— Par Selim Lander —
Gerty Dambury, d’origine guadeloupéenne et auteure de théâtre déjà confirmée a mis en scène sa dernière pièce, Trames, présentée ces jours-ci au théâtre Aimé Césaire à Fort-de-France.
Dans un décor réduit à peu de choses mais qui colle bien avec l’esprit de la pièce, Firmine Richard, la mère, reçoit de temps en temps la visite de Jalil Leclaire, son fils, tandis que Martine Maximin endosse tour à tour plusieurs « petits » rôles : servante de scène, archétype de la femme antillaise, fille perdue au grand cœur. La progression dramatique est plutôt bien menée, nous comprenons peu à peu quelles raisons ont pu conduire le fils vers sa déchéance présente. Bien qu’astucieux et beau parleur, ayant même poursuivi des études d’économie à l’université, il n’arrive pas à sortir du cercle vicieux de la drogue, de la misère et de l’oisiveté. Les rapports entre les deux personnages principaux sont bien décrits dans toute leur ambiguïté. Tous les deux ont bien du mal à faire vivre l’amour qui est pourtant censé exister d’une manière toute naturelle entre une mère et son fils.
Tout l’intérêt de la pièce réside dans cette démonstration que les sentiments que nous considérons comme allant de soi – y compris le sentiment maternel – ne sont pas si naturels que cela. Il y a une scène superbe où la mère annonce à son fils qu’elle le quitte, qu’elle renonce à s’occuper de lui, parce que sa vie ne peut pas se borner à un horizon aussi décevant que lui. L’auteure aurait pu faire de cette scène heurtant les préjugés courants un dénouement très fort. On peut regretter qu’elle ait préféré terminer sa pièce sur l’assassinat de la mère par le fils, le fils outragé par la déclaration d’émancipation qu’il vient d’entendre. L’alcoolisme du père, révélé sur le tard, est un autre élément dont l’auteure aurait sans doute pu faire l’économie car, soudain, on se demande si elle ne veut pas nous faire entendre que la toxicomanie du fils pourrait n’être en quelque sorte qu’héréditaire.

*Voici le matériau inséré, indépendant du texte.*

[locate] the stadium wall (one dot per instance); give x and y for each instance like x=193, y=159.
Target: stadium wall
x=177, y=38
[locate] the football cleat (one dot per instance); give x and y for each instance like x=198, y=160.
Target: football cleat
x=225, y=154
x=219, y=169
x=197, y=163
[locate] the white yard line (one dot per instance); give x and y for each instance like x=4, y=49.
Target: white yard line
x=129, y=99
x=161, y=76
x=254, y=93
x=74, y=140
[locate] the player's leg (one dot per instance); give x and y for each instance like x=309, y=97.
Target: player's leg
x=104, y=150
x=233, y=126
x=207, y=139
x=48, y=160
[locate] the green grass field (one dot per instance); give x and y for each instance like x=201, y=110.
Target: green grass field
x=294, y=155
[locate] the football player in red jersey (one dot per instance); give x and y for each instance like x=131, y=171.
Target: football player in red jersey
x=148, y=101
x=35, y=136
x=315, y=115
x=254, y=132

Jalil Leclaire interprète de manière convaincante son rôle de jeune paumé et Martine Maximin sait faire vivre ses différents personnages en variant les effets. On sera plus réticent à l’égard du choix de Firmine Richard qui, le soir où nous l’avons vue en tout cas, n’a paru que bien rarement habitée par son rôle, un rôle qu’elle débitait, au demeurant, sur un rythme exagérément rapide.